Background: Cabozantinib inhibits tyrosine kinases, including vascular endothelial growth factor receptors 1, 2, and three, MET, and AXL, that are implicated within the advancement of hepatocellular carcinoma and the introduction of potential to deal with sorafenib, the conventional initial strategy to advanced disease. This randomized, double-blind, phase 3 trial evaluated cabozantinib compared to placebo in formerly treated patients with advanced hepatocellular carcinoma.

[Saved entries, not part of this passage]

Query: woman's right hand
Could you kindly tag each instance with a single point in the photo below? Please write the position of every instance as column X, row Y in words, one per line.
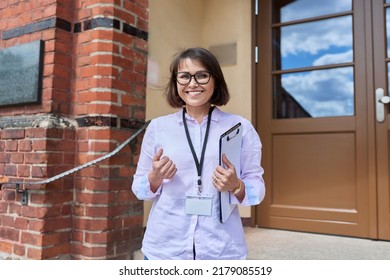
column 162, row 168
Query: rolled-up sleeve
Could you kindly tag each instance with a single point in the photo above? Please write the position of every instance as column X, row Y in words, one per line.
column 141, row 185
column 251, row 170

Methods: As many as 707 patients were at random assigned inside a 2:1 ratio to get cabozantinib (60 mg once daily) or matching placebo. Qualified patients had received previous treatment with sorafenib, had disease progression after a minumum of one systemic strategy to hepatocellular carcinoma, and could have obtained as much as two previous systemic regimens for advanced hepatocellular carcinoma. The main finish point was overall survival. Secondary finish points were progression-free survival and also the objective response rate.

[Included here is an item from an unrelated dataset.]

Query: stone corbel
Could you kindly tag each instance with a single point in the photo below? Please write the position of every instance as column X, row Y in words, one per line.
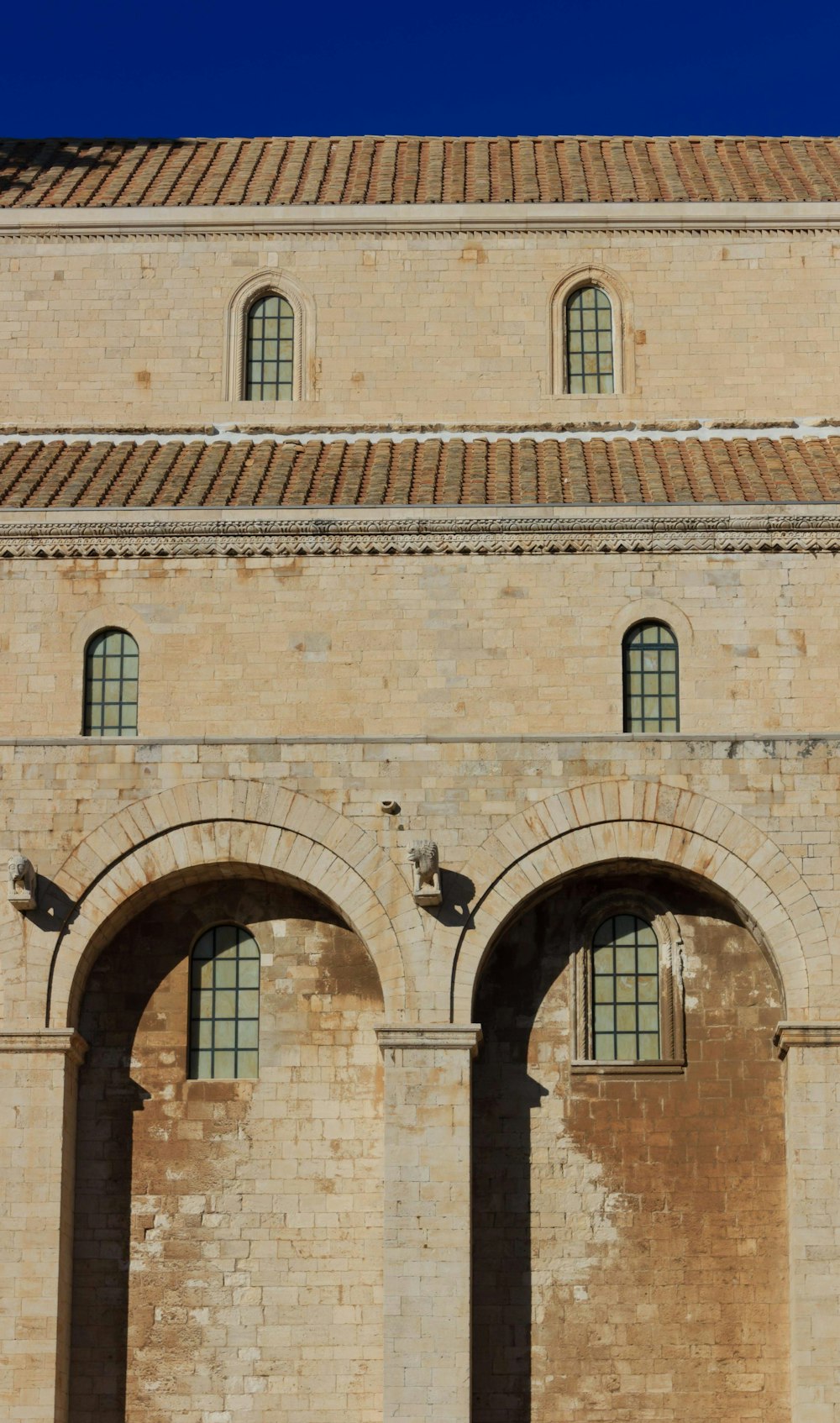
column 22, row 883
column 805, row 1035
column 426, row 873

Results: In the second planned interim analysis, the trial demonstrated considerably longer overall survival with cabozantinib compared to placebo. Median overall survival was 10.2 several weeks with cabozantinib and eight. several weeks with placebo (hazard ratio for dying, .76 95% confidence interval [CI], .63 to .92 P=.005). Median progression-free survival was 5.2 several weeks with cabozantinib and 1.9 several weeks with placebo (hazard ratio for disease progression or dying, .44 95% CI, .36 to .52 P<0.001), and the objective response rates were 4% and less than 1%, respectively (P=0.009). Grade 3 or 4 adverse events occurred in 68% of patients in the cabozantinib group and in 36% in the placebo group. The most common high-grade events were palmar-plantar erythrodysesthesia (17% with cabozantinib vs. 0% with placebo), hypertension (16% vs. 2%), increased aspartate aminotransferase level (12% vs. 7%), fatigue (10% vs. 4%), and diarrhea (10% vs. 2%).
Conclusions: Among patients with previously treated advanced hepatocellular carcinoma, treatment with cabozantinib resulted in longer overall survival and progression-free survival than placebo. The rate of high-grade adverse events in the cabozantinib group was approximately twice that observed in the placebo group.